De ‘TDB’ wordt betwist op drie dagen – van vrijdag 24 tot zondag 26 mei, en vormt een verbinding tussen Oudenaarde en Durbuy.
Op vrijdag om 15.30u start de eerste etappe dus vanuit de parel van de Vlaamse Ardennen richting Nijvel, met vier RT’s en 94 kilometer op het programma. Een dag later gaat het eerst van Nijvel naar Pont-à-Lesse (drie RT’s, 115 km), met na de lunchpauze een rit richting Aarlen (187 km en 5 RT’s). Het programma op zondag bestaat uit zeven RT’s en 190 kilometer die de deelnemers van Aarlen naar Durbuy zullen brengen. Het programma is met negentien RT’s en bijna 600 kilometer bijzonder stevig, vooral omdat Alain Lopes, verantwoordelijk voor het parcours, zijn ervaring heeft laten spreken om een onuitgegeven, gevarieerd en selectief parcours aan te bieden.

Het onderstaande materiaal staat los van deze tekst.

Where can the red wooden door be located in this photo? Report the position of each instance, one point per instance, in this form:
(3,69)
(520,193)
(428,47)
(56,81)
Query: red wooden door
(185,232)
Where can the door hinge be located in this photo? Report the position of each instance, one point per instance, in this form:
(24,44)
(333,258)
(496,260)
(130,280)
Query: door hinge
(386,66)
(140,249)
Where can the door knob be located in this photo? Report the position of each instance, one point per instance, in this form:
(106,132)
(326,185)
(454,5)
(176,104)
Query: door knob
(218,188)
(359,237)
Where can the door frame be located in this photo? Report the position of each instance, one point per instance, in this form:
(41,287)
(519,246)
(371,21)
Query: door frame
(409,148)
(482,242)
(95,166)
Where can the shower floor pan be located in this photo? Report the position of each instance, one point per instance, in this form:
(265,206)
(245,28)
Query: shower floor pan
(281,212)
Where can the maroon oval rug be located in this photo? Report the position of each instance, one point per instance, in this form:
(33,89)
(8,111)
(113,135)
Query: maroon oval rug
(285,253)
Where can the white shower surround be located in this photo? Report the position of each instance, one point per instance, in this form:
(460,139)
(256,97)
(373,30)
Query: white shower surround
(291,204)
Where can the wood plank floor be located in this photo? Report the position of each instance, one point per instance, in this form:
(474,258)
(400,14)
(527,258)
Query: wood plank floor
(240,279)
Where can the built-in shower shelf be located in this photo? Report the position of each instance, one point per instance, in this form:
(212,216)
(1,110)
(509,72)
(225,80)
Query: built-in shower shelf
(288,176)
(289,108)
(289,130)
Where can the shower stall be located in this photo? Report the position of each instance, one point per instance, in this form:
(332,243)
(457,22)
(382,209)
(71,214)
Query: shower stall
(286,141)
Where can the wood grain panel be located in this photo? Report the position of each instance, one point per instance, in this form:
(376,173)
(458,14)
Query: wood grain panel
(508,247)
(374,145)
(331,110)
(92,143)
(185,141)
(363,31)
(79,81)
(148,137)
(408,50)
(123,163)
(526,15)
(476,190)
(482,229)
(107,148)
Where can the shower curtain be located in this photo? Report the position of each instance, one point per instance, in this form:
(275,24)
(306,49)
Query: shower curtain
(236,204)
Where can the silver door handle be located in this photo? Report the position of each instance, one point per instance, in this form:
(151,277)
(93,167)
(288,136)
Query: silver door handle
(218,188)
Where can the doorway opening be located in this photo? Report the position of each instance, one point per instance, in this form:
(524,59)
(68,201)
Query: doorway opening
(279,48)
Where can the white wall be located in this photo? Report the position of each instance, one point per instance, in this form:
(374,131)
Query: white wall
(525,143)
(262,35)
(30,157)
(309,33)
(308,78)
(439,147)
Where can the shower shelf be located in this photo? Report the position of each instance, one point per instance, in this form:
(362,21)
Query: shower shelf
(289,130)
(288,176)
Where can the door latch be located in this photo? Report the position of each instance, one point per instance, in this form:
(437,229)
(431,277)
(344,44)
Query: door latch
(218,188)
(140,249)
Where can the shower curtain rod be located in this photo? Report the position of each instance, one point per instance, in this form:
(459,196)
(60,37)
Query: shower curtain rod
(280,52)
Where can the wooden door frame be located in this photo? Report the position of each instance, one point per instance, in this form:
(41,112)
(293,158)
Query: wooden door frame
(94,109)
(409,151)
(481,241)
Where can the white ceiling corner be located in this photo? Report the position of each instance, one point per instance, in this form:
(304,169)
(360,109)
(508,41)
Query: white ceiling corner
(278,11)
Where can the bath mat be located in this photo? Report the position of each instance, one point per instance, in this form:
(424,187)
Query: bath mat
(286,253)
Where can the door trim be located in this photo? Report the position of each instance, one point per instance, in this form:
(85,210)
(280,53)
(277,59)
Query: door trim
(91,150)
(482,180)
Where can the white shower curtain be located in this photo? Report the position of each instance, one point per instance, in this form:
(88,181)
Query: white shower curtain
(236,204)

We herinneren dat de Tour de Belgique 2019 openstaat voor wagens van voor 1973 (bouwjaar van het gehomologeerde model) en dat het klassement wordt opgesteld door rekening te houden met de cilinderinhoud. De tijdsopnames zullen dus gebeuren op basis van drie verschillende gemiddeldes: van 40 tot 44 km/u bij 0-1000 cc en 1001 tot 1300 cc, van 45 tot 47 km/u bij 1301 tot 1600 cc en 1601 tot 2000 cc en tot slot een hoog gemiddelde van 50 km/u voor wagens met 2001 tot 2500 cc en vanaf 2501 cc. Die tijdsopnames worden ook beïnvloed door een leeftijdscoëfficiënt.
Belangrijk is verder dat de tijden, om vanzelfsprekende veiligheidsredenen, nooit worden opgenomen op minder dan 400 meter na een kruispunt met stopbord of voorrangsbord, en dat doortochten door dorpen strikt beperkt worden.
Uithouding, regelmaat, gezelligheid… de Tour de Belgique jaargang 2019 keert terug naar de bron die van de wedstrijd een succes heeft gemaakt.